The 2021 design features noticeably less complex aerodynamic elements to tie in with the sport’s bid to lower costs and incrౠease competition between teams in the next era of regulatioꦑns, which are still being discussed.
F1 says the sidepod a🅘nd rear wing areas are “expected to remain the same in the final iteration”, but added the front wing design is expected to “evolve” as development continues.
“The wind tunnel testing we are doing is slightly different to what the teams might do,” F1’s chief technical o🙈fficer Pat Symonds told the.
“The teams concentrate solely on the forces on the car꧙,ꦯ through a variety of attitudes as they move the car around.
“While we naturally have an interest in what those forces are and particularly how those forces change as the car moves, we’re even more interest🅰ed in what is happening to the turbulent air behind the car.
“For that reason, although we are doing m♚ost of our development in CFD, and that CFD is using some pretty advanced techniques which ar♉en’t commonly used by the teams, we want to back up the virtual simulations with a physical simulation.
“We also chose to use a 50% model rather than a 60% model and we chose to runℱ that model quite a long way forward in the wind tunnel, so this gave us the opportunity to best ins𝐆pect the wake of the car.”

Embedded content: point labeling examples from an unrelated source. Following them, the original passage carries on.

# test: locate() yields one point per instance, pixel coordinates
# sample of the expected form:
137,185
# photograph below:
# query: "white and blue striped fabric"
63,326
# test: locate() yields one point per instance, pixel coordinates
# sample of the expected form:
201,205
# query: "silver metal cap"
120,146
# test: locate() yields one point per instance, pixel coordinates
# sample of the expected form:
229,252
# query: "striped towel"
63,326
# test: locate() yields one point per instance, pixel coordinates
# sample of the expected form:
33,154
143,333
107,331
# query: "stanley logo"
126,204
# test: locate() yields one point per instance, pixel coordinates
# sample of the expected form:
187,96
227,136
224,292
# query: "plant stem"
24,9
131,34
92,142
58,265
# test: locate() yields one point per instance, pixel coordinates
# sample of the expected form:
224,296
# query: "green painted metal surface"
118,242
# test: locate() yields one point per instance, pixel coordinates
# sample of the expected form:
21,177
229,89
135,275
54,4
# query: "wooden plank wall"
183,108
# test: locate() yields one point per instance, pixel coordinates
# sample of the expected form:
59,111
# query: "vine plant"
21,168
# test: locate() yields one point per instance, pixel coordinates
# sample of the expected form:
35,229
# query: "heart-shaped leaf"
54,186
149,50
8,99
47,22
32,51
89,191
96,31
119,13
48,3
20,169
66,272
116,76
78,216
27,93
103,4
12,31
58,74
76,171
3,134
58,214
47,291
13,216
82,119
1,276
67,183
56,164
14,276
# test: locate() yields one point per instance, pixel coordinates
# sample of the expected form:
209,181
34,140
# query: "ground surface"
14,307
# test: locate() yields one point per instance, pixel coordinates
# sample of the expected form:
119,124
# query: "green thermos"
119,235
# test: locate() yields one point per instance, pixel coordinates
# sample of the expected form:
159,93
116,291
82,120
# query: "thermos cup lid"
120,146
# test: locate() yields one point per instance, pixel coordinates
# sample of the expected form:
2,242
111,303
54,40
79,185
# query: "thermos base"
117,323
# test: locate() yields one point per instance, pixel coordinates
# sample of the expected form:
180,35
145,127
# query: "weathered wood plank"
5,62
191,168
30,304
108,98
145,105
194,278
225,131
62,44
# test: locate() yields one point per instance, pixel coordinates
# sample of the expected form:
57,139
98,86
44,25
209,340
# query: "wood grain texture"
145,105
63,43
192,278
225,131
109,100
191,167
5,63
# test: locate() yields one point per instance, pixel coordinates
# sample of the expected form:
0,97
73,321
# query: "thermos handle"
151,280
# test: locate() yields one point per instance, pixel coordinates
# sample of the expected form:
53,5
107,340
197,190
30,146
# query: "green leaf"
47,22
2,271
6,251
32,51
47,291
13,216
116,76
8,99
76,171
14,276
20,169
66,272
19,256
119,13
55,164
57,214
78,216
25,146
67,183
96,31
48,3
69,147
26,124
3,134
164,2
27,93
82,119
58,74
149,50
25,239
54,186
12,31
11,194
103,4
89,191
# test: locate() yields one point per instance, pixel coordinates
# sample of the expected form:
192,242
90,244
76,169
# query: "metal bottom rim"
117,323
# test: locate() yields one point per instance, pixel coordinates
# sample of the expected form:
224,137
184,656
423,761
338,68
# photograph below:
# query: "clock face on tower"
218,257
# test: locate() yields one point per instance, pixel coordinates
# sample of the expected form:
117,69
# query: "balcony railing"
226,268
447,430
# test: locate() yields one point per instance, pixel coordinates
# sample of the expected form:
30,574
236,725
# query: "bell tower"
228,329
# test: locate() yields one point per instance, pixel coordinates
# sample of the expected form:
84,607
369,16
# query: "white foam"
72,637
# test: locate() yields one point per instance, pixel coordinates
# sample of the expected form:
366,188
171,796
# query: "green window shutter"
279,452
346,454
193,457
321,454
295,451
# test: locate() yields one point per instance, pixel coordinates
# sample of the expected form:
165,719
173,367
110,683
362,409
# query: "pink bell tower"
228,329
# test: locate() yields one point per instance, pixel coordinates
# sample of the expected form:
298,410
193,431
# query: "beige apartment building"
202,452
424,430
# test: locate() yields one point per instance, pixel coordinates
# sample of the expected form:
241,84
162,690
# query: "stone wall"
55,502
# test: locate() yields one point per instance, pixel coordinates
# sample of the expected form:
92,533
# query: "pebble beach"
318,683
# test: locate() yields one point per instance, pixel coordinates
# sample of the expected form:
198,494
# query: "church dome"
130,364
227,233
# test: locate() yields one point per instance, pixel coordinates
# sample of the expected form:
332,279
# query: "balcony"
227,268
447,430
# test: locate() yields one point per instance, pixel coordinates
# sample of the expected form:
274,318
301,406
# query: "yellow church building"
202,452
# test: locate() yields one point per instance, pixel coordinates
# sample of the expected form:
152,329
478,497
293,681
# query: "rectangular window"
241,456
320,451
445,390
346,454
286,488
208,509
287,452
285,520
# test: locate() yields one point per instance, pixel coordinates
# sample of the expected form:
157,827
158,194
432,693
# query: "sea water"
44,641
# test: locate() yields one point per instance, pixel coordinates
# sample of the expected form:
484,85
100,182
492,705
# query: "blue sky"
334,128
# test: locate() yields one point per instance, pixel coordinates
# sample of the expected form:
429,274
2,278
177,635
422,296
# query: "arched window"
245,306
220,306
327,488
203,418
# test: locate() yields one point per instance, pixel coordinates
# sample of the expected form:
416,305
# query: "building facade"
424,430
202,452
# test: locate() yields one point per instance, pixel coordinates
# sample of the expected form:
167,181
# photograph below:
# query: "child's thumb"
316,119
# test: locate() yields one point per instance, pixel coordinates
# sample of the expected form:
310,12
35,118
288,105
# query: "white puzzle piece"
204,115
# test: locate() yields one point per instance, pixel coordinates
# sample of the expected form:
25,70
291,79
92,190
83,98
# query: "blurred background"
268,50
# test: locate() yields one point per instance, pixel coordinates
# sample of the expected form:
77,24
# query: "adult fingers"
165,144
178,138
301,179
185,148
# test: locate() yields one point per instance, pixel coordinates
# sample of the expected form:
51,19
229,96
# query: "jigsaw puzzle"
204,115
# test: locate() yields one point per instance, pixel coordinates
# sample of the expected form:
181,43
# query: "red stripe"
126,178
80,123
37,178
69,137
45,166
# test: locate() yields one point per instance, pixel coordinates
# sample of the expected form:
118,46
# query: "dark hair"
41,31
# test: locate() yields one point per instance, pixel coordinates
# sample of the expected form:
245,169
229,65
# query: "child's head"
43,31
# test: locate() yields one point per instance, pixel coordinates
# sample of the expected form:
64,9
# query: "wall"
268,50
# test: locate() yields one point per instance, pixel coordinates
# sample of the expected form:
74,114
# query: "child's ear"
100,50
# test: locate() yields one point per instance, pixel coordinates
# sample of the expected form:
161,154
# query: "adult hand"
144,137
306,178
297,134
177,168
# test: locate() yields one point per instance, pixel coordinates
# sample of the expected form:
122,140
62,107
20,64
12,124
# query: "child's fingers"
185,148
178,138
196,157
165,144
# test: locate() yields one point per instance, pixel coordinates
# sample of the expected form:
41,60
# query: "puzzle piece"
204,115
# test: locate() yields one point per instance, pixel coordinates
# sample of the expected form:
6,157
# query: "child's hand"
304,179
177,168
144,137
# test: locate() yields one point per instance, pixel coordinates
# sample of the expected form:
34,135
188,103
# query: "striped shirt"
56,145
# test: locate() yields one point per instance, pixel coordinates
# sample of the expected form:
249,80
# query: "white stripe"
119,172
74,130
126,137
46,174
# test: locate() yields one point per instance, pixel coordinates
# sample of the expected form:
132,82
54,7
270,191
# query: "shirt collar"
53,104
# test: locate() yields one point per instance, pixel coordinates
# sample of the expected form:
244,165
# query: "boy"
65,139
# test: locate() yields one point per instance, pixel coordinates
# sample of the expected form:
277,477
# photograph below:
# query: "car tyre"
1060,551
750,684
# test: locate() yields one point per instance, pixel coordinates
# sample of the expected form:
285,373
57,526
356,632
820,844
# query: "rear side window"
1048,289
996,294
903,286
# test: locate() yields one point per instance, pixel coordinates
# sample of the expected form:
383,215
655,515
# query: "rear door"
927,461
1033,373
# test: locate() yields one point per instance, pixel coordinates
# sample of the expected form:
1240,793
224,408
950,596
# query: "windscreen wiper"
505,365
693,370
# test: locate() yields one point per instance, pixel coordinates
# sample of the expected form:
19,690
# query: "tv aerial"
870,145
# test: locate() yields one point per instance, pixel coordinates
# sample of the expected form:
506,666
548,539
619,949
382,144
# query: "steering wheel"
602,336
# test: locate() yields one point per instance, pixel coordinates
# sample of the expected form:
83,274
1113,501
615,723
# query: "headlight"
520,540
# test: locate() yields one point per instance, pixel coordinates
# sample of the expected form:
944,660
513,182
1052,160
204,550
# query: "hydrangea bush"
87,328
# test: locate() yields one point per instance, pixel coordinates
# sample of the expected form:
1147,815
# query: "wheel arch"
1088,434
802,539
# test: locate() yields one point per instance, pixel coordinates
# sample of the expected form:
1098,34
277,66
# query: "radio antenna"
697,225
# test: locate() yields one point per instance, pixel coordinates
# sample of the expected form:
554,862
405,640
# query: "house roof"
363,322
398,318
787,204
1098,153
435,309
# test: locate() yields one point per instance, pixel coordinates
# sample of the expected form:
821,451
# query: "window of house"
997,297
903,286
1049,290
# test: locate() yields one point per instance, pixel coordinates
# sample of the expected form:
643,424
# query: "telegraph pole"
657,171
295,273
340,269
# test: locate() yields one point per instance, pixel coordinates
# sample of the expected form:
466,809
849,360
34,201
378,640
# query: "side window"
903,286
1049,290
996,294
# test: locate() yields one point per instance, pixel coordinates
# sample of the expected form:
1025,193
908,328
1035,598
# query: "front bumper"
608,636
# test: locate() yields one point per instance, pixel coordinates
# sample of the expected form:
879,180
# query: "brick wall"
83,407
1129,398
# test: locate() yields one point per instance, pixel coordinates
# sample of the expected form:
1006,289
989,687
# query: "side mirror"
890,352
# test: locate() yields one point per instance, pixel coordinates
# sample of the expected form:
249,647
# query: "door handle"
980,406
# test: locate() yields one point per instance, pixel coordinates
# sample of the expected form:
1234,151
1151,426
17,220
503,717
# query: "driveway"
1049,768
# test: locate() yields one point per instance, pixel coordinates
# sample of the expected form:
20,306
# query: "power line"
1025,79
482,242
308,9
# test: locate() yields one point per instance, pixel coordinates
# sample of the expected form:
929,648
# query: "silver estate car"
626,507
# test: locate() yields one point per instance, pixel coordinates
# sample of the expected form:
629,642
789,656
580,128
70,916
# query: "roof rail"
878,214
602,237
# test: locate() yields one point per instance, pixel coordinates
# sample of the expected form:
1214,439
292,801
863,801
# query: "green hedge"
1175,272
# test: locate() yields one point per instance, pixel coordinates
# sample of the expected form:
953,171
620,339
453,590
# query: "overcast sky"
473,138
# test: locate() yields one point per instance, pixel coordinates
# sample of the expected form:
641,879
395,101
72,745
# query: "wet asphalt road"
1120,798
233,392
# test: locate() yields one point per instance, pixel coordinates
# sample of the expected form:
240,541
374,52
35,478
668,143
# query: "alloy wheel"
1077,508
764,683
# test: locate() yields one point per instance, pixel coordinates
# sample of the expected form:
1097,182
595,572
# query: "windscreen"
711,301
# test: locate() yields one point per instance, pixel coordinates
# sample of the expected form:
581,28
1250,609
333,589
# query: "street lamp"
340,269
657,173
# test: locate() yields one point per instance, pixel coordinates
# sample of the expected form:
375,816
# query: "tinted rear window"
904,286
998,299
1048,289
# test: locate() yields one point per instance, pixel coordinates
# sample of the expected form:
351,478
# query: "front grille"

The FIA’s head oꦑf single seaters, Nikolas Tombazis, explained how emphasis is being placed on trying to ensure the next breed of👍 F1 cars are easier to follow each other with the aim of increasing overtaking.
“The fundamental point of all of this is that we are trying to reduce the losses that 🅷the following car would face,” h༒e added.
“The simplification of the leading car’s aerodynamics also helps for wake performance because on the one hand the froܫnt car doesn't have as many methods to control 🐈its wake.
“On the other hand the follow൲ing car, not having all these little, very sensitive device♏s is less susceptible to disruption.”
Symonds said the results seen in the win꧅d tunnel areꦅ “actually beyond what I thought we could achieve when we started the project.”
He added: “With the configurations we have got atꦅ the moment, the results are exceptional.”